Enclosure No 9: A document in Czech which, according to the proprietor, refers to the Czech Trademark Act No. 441/2003 Coll. (currently valid, as of 01.01.2019), which proves that the legal grounds of the above mentioned revocation action - as set forth in Sec. 31 - still exist.


Upon request of the proprietor, the Office, in the communication letter dated 28/03/2019, suspended the invalidity proceedings because a revocation action was filed against the earlier mark No 215 178 and communicated to the parties that the suspension would last until a final decision was taken in the proceedings that had led to the suspension.


On 06/08/2020, the proprietor informed the Office that the appeal issued on 28/07/2020 against the decision of the Czech Office was rejected and that the appealed decision of 27/04/2020 was confirmed. This decision is final and cannot be appealed. Therefore, the earlier Czech trade mark No 215 178 is annulled and it ceases to exist.

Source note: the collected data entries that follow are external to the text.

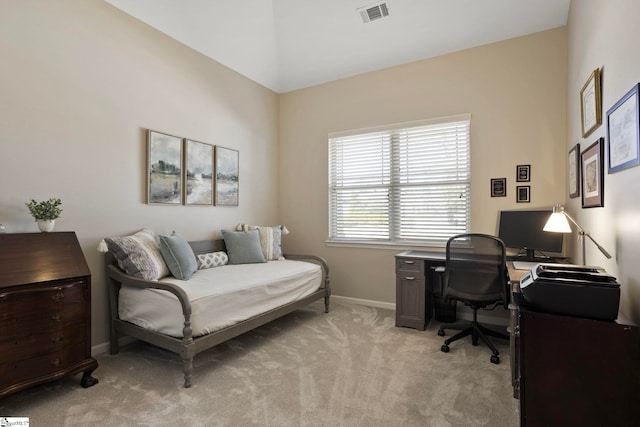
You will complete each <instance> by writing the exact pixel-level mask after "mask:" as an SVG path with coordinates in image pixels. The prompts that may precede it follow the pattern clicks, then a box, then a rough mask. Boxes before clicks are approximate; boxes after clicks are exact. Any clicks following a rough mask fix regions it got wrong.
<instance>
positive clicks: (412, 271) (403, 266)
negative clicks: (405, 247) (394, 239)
mask: <svg viewBox="0 0 640 427" xmlns="http://www.w3.org/2000/svg"><path fill="white" fill-rule="evenodd" d="M396 272H397V273H404V274H412V273H414V274H416V275H420V276H424V261H422V260H417V259H412V258H399V257H398V258H396Z"/></svg>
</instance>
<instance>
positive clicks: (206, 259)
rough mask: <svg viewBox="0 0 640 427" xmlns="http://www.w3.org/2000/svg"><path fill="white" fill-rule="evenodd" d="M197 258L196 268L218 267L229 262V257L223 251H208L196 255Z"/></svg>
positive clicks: (198, 269) (226, 263) (225, 252)
mask: <svg viewBox="0 0 640 427" xmlns="http://www.w3.org/2000/svg"><path fill="white" fill-rule="evenodd" d="M196 258H197V260H198V270H204V269H205V268H213V267H220V266H222V265H227V264H228V263H229V257H228V256H227V253H226V252H224V251H219V252H209V253H206V254H199V255H196Z"/></svg>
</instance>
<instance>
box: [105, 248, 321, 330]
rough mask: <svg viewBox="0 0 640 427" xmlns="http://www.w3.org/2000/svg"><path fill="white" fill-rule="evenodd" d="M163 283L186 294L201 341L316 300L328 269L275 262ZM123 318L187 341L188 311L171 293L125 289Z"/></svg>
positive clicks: (211, 271) (143, 289)
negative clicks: (258, 314) (184, 329)
mask: <svg viewBox="0 0 640 427" xmlns="http://www.w3.org/2000/svg"><path fill="white" fill-rule="evenodd" d="M160 282H169V283H173V284H175V285H178V286H180V287H181V288H182V289H183V290H184V291H185V292H186V294H187V296H188V297H189V300H190V301H191V328H192V330H193V336H194V337H196V336H199V335H205V334H209V333H211V332H214V331H216V330H218V329H222V328H225V327H227V326H231V325H233V324H235V323H238V322H240V321H242V320H246V319H248V318H250V317H253V316H255V315H258V314H261V313H264V312H265V311H268V310H271V309H274V308H277V307H279V306H281V305H283V304H286V303H288V302H292V301H295V300H298V299H301V298H304V297H305V296H307V295H310V294H312V293H313V292H314V291H316V290H318V289H319V288H320V287H321V285H322V269H321V267H320V266H319V265H317V264H313V263H310V262H304V261H291V260H286V261H269V262H266V263H259V264H241V265H225V266H223V267H215V268H210V269H206V270H198V271H197V272H196V273H195V274H194V275H193V276H192V277H191V279H189V280H188V281H183V280H178V279H175V278H173V277H172V276H168V277H165V278H163V279H161V280H160ZM118 314H119V316H120V319H122V320H126V321H128V322H131V323H133V324H135V325H138V326H141V327H143V328H146V329H151V330H154V331H158V332H161V333H163V334H165V335H170V336H173V337H182V329H183V327H184V316H183V314H182V307H181V306H180V303H179V302H178V299H177V298H176V297H175V296H174V295H173V294H171V293H170V292H167V291H162V290H158V289H138V288H134V287H131V286H123V287H122V289H121V290H120V296H119V308H118Z"/></svg>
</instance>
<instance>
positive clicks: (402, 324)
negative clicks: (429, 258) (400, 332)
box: [396, 257, 429, 330]
mask: <svg viewBox="0 0 640 427" xmlns="http://www.w3.org/2000/svg"><path fill="white" fill-rule="evenodd" d="M425 283H426V281H425V263H424V261H423V260H419V259H412V258H405V257H396V326H405V327H408V328H415V329H420V330H424V329H425V328H426V326H427V324H428V323H429V318H427V316H426V315H425V311H426V307H427V292H426V285H425Z"/></svg>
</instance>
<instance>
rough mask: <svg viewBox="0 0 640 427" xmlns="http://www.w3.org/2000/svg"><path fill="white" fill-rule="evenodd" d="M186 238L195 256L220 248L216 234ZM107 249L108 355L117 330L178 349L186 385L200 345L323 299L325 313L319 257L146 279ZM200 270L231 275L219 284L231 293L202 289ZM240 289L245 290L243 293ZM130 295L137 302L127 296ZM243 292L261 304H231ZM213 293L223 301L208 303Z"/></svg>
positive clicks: (325, 295)
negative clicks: (233, 304)
mask: <svg viewBox="0 0 640 427" xmlns="http://www.w3.org/2000/svg"><path fill="white" fill-rule="evenodd" d="M189 245H190V246H191V248H192V249H193V252H194V253H195V254H196V255H198V254H207V253H212V252H217V251H225V250H226V247H225V242H224V240H222V239H220V240H204V241H194V242H189ZM112 252H113V251H109V252H107V253H106V254H105V255H106V259H105V260H106V272H107V283H108V288H109V306H110V317H111V321H110V324H111V325H110V327H111V337H110V341H111V346H110V352H111V354H116V353H117V352H118V350H119V345H118V339H119V337H120V336H123V335H128V336H131V337H134V338H137V339H139V340H142V341H145V342H148V343H150V344H153V345H156V346H158V347H161V348H164V349H166V350H169V351H172V352H174V353H177V354H179V355H180V357H181V358H182V360H183V370H184V387H190V386H191V373H192V370H193V357H194V356H195V355H196V354H198V353H199V352H201V351H204V350H206V349H209V348H211V347H213V346H215V345H218V344H220V343H222V342H224V341H227V340H229V339H231V338H234V337H236V336H238V335H240V334H243V333H245V332H247V331H249V330H251V329H254V328H256V327H258V326H261V325H264V324H265V323H268V322H270V321H272V320H274V319H277V318H279V317H281V316H283V315H285V314H287V313H290V312H292V311H294V310H296V309H298V308H300V307H302V306H305V305H307V304H310V303H311V302H314V301H316V300H318V299H321V298H324V304H325V312H329V297H330V295H331V288H330V286H329V268H328V266H327V263H326V262H325V261H324V260H323V259H322V258H320V257H317V256H312V255H291V254H283V255H284V258H285V260H280V261H278V260H274V261H268V262H265V263H261V264H246V265H224V266H221V267H216V268H212V269H209V270H198V271H197V272H196V273H195V274H194V275H193V277H192V278H191V279H189V280H188V281H181V280H178V279H175V278H173V277H171V276H168V277H166V278H161V279H160V280H158V281H152V280H145V279H141V278H138V277H133V276H131V275H128V274H126V273H125V272H124V271H123V270H122V269H121V268H120V267H119V265H118V262H117V261H116V259H115V258H114V255H113V253H112ZM301 261H305V262H301ZM318 266H319V267H318ZM305 272H306V273H305ZM207 275H209V276H207ZM211 275H213V276H211ZM202 277H210V279H209V280H210V281H212V282H214V281H218V282H223V281H226V280H233V281H234V282H235V283H223V285H224V286H222V288H225V289H226V290H231V291H236V293H234V294H232V295H231V296H229V295H226V296H225V292H226V290H225V289H222V290H221V289H220V287H217V288H216V289H217V290H215V291H211V292H209V291H204V290H203V289H204V286H201V285H200V283H201V281H202ZM233 278H235V279H233ZM236 284H237V286H236ZM258 285H261V286H258ZM279 285H283V286H279ZM283 287H284V288H289V289H291V288H293V295H292V296H289V297H286V294H287V292H288V291H287V292H285V290H283ZM249 288H262V290H259V291H258V292H259V295H262V297H259V296H256V295H258V294H255V293H253V294H251V293H250V292H249V290H248V289H249ZM243 289H247V291H246V293H245V292H244V291H243ZM207 292H209V295H206V293H207ZM260 292H261V293H260ZM289 293H290V292H289ZM214 294H216V295H214ZM136 295H137V297H139V300H140V302H139V303H133V302H132V299H135V298H136ZM261 298H262V301H259V300H260V299H261ZM247 299H249V300H253V301H254V303H256V302H258V303H259V304H258V305H254V306H252V307H249V308H247V307H243V306H238V305H232V304H235V303H242V302H243V300H247ZM215 300H219V302H221V303H222V306H215V305H208V304H210V303H211V302H212V301H215ZM203 301H204V303H203ZM234 301H235V303H234ZM211 307H217V308H211ZM223 312H224V313H226V314H227V315H230V316H231V318H226V319H222V320H221V319H220V318H219V316H218V314H220V315H223V314H224V313H223ZM125 319H126V320H125Z"/></svg>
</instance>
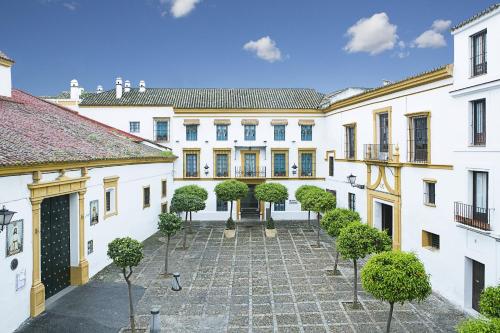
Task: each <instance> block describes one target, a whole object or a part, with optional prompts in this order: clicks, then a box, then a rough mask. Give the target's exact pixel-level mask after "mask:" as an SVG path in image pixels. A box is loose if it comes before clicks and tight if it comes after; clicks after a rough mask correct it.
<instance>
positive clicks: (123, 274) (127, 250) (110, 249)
mask: <svg viewBox="0 0 500 333" xmlns="http://www.w3.org/2000/svg"><path fill="white" fill-rule="evenodd" d="M142 249H143V246H142V244H141V243H140V242H138V241H136V240H135V239H132V238H130V237H124V238H116V239H115V240H113V241H112V242H111V243H109V244H108V257H109V258H111V260H113V262H114V263H115V265H116V266H118V267H119V268H121V270H122V274H123V277H124V278H125V281H126V282H127V287H128V301H129V316H130V328H131V329H132V333H135V315H134V303H133V302H132V283H131V281H130V277H131V276H132V272H133V271H132V267H135V266H137V265H139V263H140V262H141V260H142V258H144V254H143V253H142ZM127 270H128V271H127Z"/></svg>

In support of it, it files the following evidence:


Enclosure No 10: a copy of the decision from the Czech Intellectual Property Office of 27/04/2020 declaring the revocation of the earlier Czech mark, along with an English translation of the relevant parts thereof;


Enclosure No 11: the Decision of 28/07/2020 issued by the President of the Czech Intellectual Property Office on the appeal of the abovementioned decision, along with English translation of the relevant parts thereof;


Enclosure No 12: an extract from the Czech Intellectual Property Office database showing that the Czech trade No 215 178 is cancelled.


In view of this, the applicant was requested to inform the Office whether it maintained the application for invalidity. The applicant did not withdraw the application since it claims that the decision from the Czech Intellectual Property Office is not final as it has filed a lawsuit before he Municipal Court in Prague on 17/09/2020 where the case is pending.


However, the applicant did not submit any evidence of the said lawsuit. Consequently, it was informed by the Office that it would take a decision rejecting the application as unfounded.


As it is apparent from the arguments and evidence presented above, the earlier mark No 215 178 was cancelled with decision of the Czech Intellectual Property Office on 27/04/2020 which is now final. This is also apparent from the Czech Intellectual Property Office’s online database, accessible through TMVIEW, which the applicant accepted as source for the substantiation of the earlier mark.


In this case, as the earlier mark ceased to exist and thus cannot constitute a valid trade mark on which the application can be based within the meaning of Article 60(1)(a) EUTMR and Article 8(2) EUTMR, the application must therefore be rejected as unfounded.


COSTS

 

According to Article 109(1) EUTMR, the losing party in cancellation proceedings must bear the fees and costs incurred by the other party.

 

Since the applicant is the losing party, it must bear the costs incurred by the EUTM proprietor in the course of these proceedings.

 

According to Article 109(7) EUTMR and Article 18(1)(c)(ii) EUTMIR, the costs to be paid to the EUTM proprietor are the representation costs, which are to be fixed on the basis of the maximum rate set therein. 

 

 

The Cancellation Division

 

Maria Belén IBARRA

DE DIEGO

Carmen SÁNCHEZ PALOMARES

Natascha GALPERIN

 

According to Article 67 EUTMR, any party adversely affected by this decision has a right to appeal against this decision. According to Article 68 EUTMR, notice of appeal must be filed in writing at the Office within two months of the date of notification of this decision. It must be filed in the language of the proceedings in which the decision subject to appeal was taken. Furthermore, a written statement of the grounds of appeal must be filed within four months of the same date. The notice of appeal will be deemed to be filed only when the appeal fee of EUR 720 has been paid.